While the first of these unmasked troupes, Joey Jordison’s Murderdolls, are a (novelty) headlining act, Stone Sour are still on an uphill battle to establish themselves as something more than ‘what Corey Taylor (and fellow ‘knot guitarist) James Root do in their down time’. However, with the advent of Come What(Ever) May, Corey and Co. appear to have taken up the promising mantle laid down by their eponymous debut and run with it faster than Tiger Woods can drive a 42mm white ball up the fairway.
Opener 30/30-150 sets the tone for an album of blistering metal that blasts as brutally as the shotgun shell it takes its name from. Treading much more of a nu-metal line than trying to contort itself into current NWOAHM trends, Corey’s vocals are clean and soaring within the first minute, letting us all know why Slipknot made such an impression when they first hit our stereos in the late ’90s. He has the voice of a rock god.
Title track Come What(Ever) May is a slightly less than subtle attack on a certain leader of the free world, and sees Corey taking the chance to run with lyrical content that just wouldn’t fit in with Slipknot. After all, politics and prosthetic masks have just never really worked – unless you remember Spitting Image. Reborn unleashes the type of metal that will date quickly but none the less cause a considerable ruckus when it is dropped at gigs.

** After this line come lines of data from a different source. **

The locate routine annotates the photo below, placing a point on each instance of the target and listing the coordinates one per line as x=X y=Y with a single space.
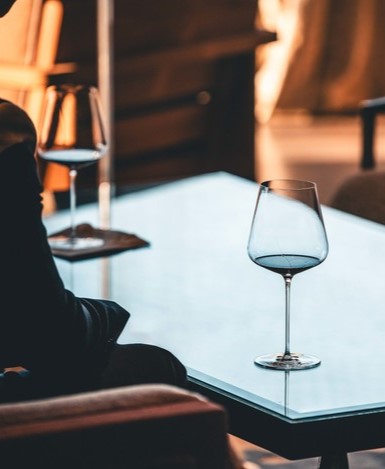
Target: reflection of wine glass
x=287 y=237
x=72 y=135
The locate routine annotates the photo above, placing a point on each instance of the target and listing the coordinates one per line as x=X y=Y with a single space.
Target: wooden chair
x=369 y=109
x=30 y=35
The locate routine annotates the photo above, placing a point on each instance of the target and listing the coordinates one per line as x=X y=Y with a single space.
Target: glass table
x=195 y=292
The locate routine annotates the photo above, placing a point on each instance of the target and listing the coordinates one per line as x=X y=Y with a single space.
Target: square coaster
x=114 y=242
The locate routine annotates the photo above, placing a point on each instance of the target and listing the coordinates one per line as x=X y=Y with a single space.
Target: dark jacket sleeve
x=42 y=324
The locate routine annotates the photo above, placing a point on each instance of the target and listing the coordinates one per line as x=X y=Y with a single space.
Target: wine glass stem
x=288 y=279
x=73 y=173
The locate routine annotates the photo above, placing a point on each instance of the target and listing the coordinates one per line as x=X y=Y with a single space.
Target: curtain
x=336 y=58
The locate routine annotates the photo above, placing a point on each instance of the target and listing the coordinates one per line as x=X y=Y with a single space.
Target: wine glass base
x=287 y=362
x=74 y=243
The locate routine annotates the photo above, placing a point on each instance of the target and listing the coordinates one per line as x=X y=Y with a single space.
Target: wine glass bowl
x=287 y=237
x=72 y=134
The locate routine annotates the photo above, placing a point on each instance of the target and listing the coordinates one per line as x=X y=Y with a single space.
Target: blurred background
x=263 y=89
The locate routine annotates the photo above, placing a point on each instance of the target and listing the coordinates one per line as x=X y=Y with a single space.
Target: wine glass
x=287 y=237
x=72 y=135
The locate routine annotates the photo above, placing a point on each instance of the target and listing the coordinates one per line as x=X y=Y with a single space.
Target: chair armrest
x=147 y=426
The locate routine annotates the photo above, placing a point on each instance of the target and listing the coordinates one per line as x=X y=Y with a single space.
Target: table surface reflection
x=195 y=292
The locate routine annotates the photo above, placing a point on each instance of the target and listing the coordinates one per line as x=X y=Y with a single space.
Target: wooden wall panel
x=183 y=83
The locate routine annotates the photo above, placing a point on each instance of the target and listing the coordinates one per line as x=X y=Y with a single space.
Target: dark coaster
x=114 y=242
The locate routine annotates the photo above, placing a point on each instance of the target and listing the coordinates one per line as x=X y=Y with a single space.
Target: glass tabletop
x=195 y=292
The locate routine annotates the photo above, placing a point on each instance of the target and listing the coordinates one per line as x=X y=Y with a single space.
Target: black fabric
x=63 y=341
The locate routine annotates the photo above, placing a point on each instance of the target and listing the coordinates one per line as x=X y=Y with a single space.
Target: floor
x=323 y=149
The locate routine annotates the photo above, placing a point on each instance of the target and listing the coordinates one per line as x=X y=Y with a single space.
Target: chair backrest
x=31 y=33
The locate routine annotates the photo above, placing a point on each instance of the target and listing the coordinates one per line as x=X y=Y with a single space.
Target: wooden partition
x=183 y=83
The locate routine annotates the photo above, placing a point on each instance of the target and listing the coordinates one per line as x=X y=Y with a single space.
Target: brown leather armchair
x=137 y=427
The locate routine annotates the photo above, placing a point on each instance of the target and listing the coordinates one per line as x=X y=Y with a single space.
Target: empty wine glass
x=287 y=237
x=72 y=135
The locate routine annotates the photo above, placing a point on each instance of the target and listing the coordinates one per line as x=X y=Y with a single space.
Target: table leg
x=334 y=461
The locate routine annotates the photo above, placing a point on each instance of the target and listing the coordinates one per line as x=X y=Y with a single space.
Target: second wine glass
x=72 y=134
x=287 y=237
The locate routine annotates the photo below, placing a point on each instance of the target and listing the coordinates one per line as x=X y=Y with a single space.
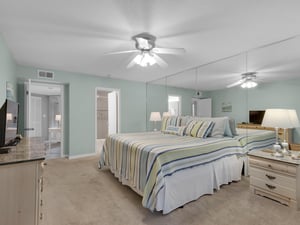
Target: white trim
x=95 y=108
x=81 y=155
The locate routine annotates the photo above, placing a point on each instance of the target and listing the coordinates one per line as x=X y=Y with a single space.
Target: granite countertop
x=29 y=149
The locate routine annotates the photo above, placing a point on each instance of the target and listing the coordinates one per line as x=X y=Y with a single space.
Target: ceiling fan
x=247 y=80
x=147 y=51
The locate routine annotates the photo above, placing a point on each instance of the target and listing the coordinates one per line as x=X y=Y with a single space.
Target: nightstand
x=275 y=178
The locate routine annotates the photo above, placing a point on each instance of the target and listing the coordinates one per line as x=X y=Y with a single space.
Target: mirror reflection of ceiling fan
x=148 y=52
x=247 y=80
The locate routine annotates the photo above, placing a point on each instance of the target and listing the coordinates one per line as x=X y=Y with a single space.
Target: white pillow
x=221 y=126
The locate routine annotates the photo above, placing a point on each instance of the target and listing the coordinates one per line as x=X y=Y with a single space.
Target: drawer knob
x=270 y=177
x=270 y=166
x=271 y=187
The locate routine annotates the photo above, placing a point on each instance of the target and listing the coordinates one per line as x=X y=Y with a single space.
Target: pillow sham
x=175 y=130
x=199 y=128
x=170 y=121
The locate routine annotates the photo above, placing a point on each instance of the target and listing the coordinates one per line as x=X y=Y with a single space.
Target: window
x=174 y=105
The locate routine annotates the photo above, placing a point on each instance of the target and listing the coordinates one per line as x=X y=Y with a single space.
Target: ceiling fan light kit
x=247 y=80
x=249 y=84
x=147 y=51
x=144 y=59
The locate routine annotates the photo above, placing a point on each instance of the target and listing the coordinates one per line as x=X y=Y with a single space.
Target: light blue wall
x=283 y=94
x=80 y=106
x=7 y=70
x=236 y=97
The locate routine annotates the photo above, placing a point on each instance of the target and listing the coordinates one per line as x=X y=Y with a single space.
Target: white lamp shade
x=9 y=116
x=294 y=118
x=165 y=114
x=58 y=117
x=155 y=116
x=277 y=118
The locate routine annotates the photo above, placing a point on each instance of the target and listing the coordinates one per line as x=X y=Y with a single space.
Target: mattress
x=149 y=162
x=254 y=139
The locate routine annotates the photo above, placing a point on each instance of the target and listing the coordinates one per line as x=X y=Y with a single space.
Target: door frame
x=27 y=91
x=118 y=109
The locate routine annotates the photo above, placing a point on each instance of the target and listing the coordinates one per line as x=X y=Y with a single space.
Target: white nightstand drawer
x=274 y=166
x=273 y=188
x=273 y=178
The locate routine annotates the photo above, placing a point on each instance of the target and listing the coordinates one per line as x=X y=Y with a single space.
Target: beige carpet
x=77 y=193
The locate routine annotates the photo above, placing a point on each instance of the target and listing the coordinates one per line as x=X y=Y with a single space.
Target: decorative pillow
x=233 y=127
x=219 y=126
x=175 y=130
x=190 y=126
x=196 y=129
x=202 y=129
x=184 y=120
x=227 y=129
x=170 y=121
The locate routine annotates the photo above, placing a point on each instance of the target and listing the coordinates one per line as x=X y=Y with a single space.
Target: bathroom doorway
x=107 y=114
x=44 y=115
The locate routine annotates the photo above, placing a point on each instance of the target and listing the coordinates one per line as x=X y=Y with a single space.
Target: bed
x=169 y=169
x=254 y=139
x=189 y=158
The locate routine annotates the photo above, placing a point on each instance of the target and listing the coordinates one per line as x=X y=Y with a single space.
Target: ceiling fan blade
x=143 y=43
x=175 y=51
x=159 y=60
x=131 y=63
x=236 y=83
x=121 y=52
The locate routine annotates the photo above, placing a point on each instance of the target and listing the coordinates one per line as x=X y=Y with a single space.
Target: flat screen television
x=256 y=116
x=9 y=116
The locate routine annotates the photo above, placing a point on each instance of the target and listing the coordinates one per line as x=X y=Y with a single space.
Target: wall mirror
x=277 y=73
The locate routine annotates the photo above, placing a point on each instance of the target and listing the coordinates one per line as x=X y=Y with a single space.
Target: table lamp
x=58 y=119
x=277 y=118
x=294 y=122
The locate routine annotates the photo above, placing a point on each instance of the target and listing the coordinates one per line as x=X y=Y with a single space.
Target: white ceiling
x=75 y=35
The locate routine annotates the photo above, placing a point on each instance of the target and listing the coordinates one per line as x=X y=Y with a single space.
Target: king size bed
x=179 y=164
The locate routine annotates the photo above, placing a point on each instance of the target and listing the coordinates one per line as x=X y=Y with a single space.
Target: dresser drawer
x=273 y=178
x=274 y=166
x=272 y=188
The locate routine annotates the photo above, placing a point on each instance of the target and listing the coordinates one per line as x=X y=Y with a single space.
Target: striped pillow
x=199 y=128
x=170 y=121
x=190 y=126
x=205 y=129
x=175 y=130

While the first half of the album is firmly a heavier affair, the quartet also open the latter numbers up in the vein of previous hit Bother. While Top of the Pops might not be around to facilitate another acoustic performance from Corey for the brilliant closing ballad Zzyzx Rd (running out of song titles Mr Taylor?). Through Glass contains the best written number, and it will be no surprise if this crept up into the top ten of the national charts when it gets its inevitable single release.
Socio is a lighter rock moment, driven by pounding drums and staccato clean guitar picking. When the huge chorus hits it is clear that the masks may be silly in his ‘other’ band, but Stone Sour is certainly capable of producing authentic, dare I say credible rock tunes.
The bottom line is that there is a little more experimentation and flirtation with melody on this sophomore release, and if you like the sound of Slipknot getting all middle aged and jamming with the likes of 12 Stones or Seether you won’t go far wrong in picking up Come What(Ever) May.